But, if Mums find it hard to let go of their fantasies about their children and facing up to the new reality of their child, dads have it too – and in spades about a son. Mums will struggle with the “Is this my fault, what did I do or not do?” Dads will too. Both may also have a horrible thought; “What does this say about my own sexuality??” And if it’s a son, Dads may well go into frantic, furious denial of a violent sort to push that idea away. And of course, a non resident Dad may have even more reason to feel guilty, scared and thus to need scapegoats and to attack even more. His brother may feel the same – need to push him away to ‘preserve’ himself. Or not – he may actually be the one in the family to show most support; who knows?
My feeling is that keeping it a hidden secret does several, very harmful things. It says you’re ashamed of your son and who he is. It means when it does come out – and believe me, it will – those kept in the dark not only have to contend with the revealed secret but that you kept it from them. they may feel insulted you didn’t trust them, humiliated other people knew first – all sorts of conflicting and difficult feelings which will only serve to muddy the waters and make it harder to concentrate on the real issue.
And most important, it will deny them the opportunity to know your son as he is, and to have a relationship with the real him based on love, trust and truth. That’s what most people kept out of the loop often say hurt them most. Yes, maybe they may have reacted badly and unhelpfully, but they weren’t given the chance to grow and come up to expectations.

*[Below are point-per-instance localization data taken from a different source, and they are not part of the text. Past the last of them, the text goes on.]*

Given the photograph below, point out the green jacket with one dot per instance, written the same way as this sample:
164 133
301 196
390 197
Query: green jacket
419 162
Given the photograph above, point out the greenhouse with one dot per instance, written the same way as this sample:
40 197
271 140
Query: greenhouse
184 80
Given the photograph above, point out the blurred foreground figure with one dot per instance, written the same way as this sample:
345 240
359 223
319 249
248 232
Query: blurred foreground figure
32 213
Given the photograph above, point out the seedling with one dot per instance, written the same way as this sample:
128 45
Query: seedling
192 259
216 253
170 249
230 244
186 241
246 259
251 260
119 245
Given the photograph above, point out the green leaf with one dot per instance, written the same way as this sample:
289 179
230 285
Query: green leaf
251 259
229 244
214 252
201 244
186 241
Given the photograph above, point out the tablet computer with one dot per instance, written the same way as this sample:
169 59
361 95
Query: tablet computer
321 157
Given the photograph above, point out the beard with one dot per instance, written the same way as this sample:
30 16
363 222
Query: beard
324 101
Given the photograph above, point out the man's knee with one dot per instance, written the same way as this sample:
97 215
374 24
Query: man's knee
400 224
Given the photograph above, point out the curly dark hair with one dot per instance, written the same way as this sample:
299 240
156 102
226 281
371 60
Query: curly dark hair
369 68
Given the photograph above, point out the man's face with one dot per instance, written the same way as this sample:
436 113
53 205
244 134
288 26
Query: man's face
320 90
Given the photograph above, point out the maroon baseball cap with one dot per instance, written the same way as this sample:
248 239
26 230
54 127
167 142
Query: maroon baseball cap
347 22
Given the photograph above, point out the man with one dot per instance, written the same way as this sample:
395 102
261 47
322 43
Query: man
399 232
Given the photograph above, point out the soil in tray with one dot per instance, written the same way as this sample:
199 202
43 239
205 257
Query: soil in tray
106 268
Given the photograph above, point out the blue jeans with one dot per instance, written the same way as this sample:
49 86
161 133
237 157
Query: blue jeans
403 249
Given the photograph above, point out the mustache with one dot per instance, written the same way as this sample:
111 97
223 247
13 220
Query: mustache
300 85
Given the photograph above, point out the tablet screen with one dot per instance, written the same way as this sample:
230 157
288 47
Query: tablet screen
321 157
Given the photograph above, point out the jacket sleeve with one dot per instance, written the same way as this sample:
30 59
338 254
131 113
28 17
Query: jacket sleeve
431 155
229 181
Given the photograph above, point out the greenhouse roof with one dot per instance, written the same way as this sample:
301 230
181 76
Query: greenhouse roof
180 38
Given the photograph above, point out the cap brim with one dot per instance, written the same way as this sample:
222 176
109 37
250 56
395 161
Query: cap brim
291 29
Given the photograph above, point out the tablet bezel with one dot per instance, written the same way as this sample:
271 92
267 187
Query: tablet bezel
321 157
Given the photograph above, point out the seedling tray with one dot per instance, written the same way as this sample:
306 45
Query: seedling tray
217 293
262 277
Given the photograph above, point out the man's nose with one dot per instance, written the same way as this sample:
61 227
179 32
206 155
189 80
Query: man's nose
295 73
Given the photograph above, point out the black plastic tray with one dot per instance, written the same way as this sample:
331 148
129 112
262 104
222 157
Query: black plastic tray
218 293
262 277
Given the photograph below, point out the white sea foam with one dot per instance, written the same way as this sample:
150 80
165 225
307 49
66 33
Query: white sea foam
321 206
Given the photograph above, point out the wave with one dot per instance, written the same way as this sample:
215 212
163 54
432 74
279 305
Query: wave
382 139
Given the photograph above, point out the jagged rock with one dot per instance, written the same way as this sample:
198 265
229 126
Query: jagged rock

I’d strongly suggest you visit FFLAG for help and support for yourself, and in telling his Dad, and his brother. I think they will help you come to terms with the new reality and not to see it as an automatic sentence of hard labour and pain. Mind you – FFLAG do have some pretty awful tales to tell. But it’s not as your GP says or necessarily as their worst case scenarios say anymore. And many of their stories are so inspirational and reassuring! The key is that we all have to pull together to fight discrimination and the fight begins in our own hearts and the hearts of those around us. Good luck!